We were better than QPR. We were much, much better than them. We reached a level of performance higher than anything previous. Ings got both goals in what was a 2-0 win. The second came from a penalty but the first was sensational as it ended with him getting on the end of a brilliant Vokes return ball.
The penalty was a surprise. We thought Vokes was the man but learned after the game that Ings would take those he won with the rest going to his strike partner. Both had now taken one and both had scored well. Had we landed ourselves two reliable penalty takers?
"I thought we were fantastic from the first whistle to the last," Dyche enthused but with the car window slammed shut it was Kevin Bond, son of former Burnley manager John, who faced the media.
"Credit to Burnley, they stopped us from playing," he said. "They worked extremely hard, but that was no surprise to us, we knew they would. I'm just disappointed we couldn't play through that."
I had a huge smile on my face. I really was beginning to think we 'd got something very special here. I was on the bus home that day, just pulling out of the bus station, when I received a text from one of my best friends who, like me, is a season ticket holder. The difference is, his is for the Stadium of Light at Sunderland.
It read something like: "What the **** is going on down at your place? You'll be passing us in a few months." My reply, ensuring I was keeping my feet on the ground was: "We only have a small squad. Let's see where we are when the injuries kick in."
The cup defeat to West Ham is hardly worth mentioning.
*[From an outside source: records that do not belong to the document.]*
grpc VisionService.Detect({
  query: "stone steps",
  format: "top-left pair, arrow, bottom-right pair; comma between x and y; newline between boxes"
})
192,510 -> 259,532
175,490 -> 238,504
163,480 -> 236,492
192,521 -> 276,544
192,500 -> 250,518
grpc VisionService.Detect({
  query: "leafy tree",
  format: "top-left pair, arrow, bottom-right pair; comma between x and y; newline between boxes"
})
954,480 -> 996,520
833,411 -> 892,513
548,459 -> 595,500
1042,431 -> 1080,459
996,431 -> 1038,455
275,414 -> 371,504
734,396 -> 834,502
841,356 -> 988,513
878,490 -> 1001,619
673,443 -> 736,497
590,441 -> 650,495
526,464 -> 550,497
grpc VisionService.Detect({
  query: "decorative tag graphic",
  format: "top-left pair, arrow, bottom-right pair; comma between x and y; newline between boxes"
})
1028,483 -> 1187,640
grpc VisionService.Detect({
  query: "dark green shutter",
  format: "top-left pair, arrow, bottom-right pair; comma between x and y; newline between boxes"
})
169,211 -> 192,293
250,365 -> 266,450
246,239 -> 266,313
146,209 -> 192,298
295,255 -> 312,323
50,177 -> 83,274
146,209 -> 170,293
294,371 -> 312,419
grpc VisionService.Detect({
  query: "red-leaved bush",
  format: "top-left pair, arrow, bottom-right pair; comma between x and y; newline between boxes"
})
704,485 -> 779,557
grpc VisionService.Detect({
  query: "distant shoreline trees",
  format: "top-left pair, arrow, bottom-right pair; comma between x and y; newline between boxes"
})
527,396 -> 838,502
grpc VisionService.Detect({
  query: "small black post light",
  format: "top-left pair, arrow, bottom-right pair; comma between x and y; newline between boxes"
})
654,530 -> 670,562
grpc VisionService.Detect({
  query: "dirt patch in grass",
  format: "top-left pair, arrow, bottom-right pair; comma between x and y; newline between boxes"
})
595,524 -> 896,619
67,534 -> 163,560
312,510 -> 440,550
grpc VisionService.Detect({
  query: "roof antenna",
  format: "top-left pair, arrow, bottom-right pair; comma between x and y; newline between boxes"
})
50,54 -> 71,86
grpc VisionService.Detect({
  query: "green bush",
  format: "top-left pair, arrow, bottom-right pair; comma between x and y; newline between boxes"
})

We were done by Bobby Madley's crazy penalty award, converted by someone by the name of Matt Taylor, although there was no argument about the second penalty that saw Treacy sent off.
But in the league we were top and three points clear of Leicester who were now in second place above QPR who were third and a further two points behind. Blackpool were next, followed by Reading and Forest.
And Dyche, proving that the manager of the month award isn't a curse, won it again for October with Danny Ings this time joining him as the player of the month.
Not as though it matters but Blackburn now had 16 points against our 32. I said they weren't going to get any closer than they were at the time of the draw between us.